Semis cause 1,400x more wear than cars [1].
Maybe. Reduced transportation costs to businesses permit lower cost goods to end consumers. Your car transporting you to work isn't your only reliance on the road grid.
Buying less stuff > spending tens of extra hours per week getting from place to place.
I'm not sure the potato subsidy is worth distorting the transport economics.
Then again, if everyone in my apartment complex splits a water bill, there's not much incentive for me to use less water.
If it's truly the heavy vehicles ruining the road, and so we somehow charge the much more, then perhaps measures will be taken to address that cost...
"Talk about a ‘superload’! Check out what just crawled along Washington highways"
http://www.seattletimes.com/seattle-news/talk-about-a-superl...
If the road maintenance cost of transporting the potatoes is priced into the potatoes, then the potato company might opt to transport the potatoes in a different (cheaper) way.

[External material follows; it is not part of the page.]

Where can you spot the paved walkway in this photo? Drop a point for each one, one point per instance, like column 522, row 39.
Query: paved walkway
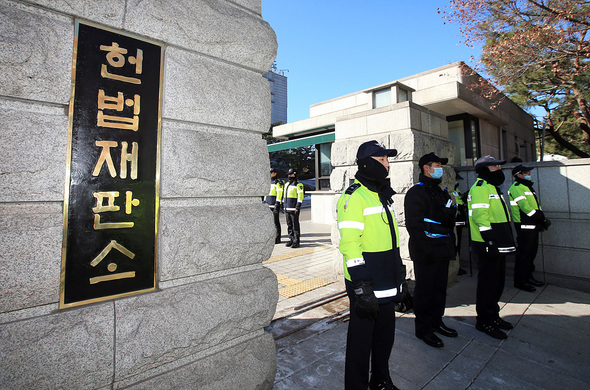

But if the road maintenance costs appear free or near-free to the potato company, they have no incentive to care about it. Also it makes drivers who don't eat potatoes subsidize the potato consumers.
That's actually not true. Capitalism always works, no matter the problem. However, free markets don't account for externalities, and in some cases supply/demand constraints create unacceptable non-economic problems. Thus, to avoid the effects of non-economical problems then it's preferable to create economic incentives that reflect the non-economic constraints.
If the potato trucks had to pay for the full cost of roads, then they would be incentived to drive that cost down.
Aligning incentives is important.
More realistically, potato prices would go up to reflect operational costs.
Net result would be better prices for local farms, less road maintenance needed, no impact to the end consumer overall (less taxes to support less roads).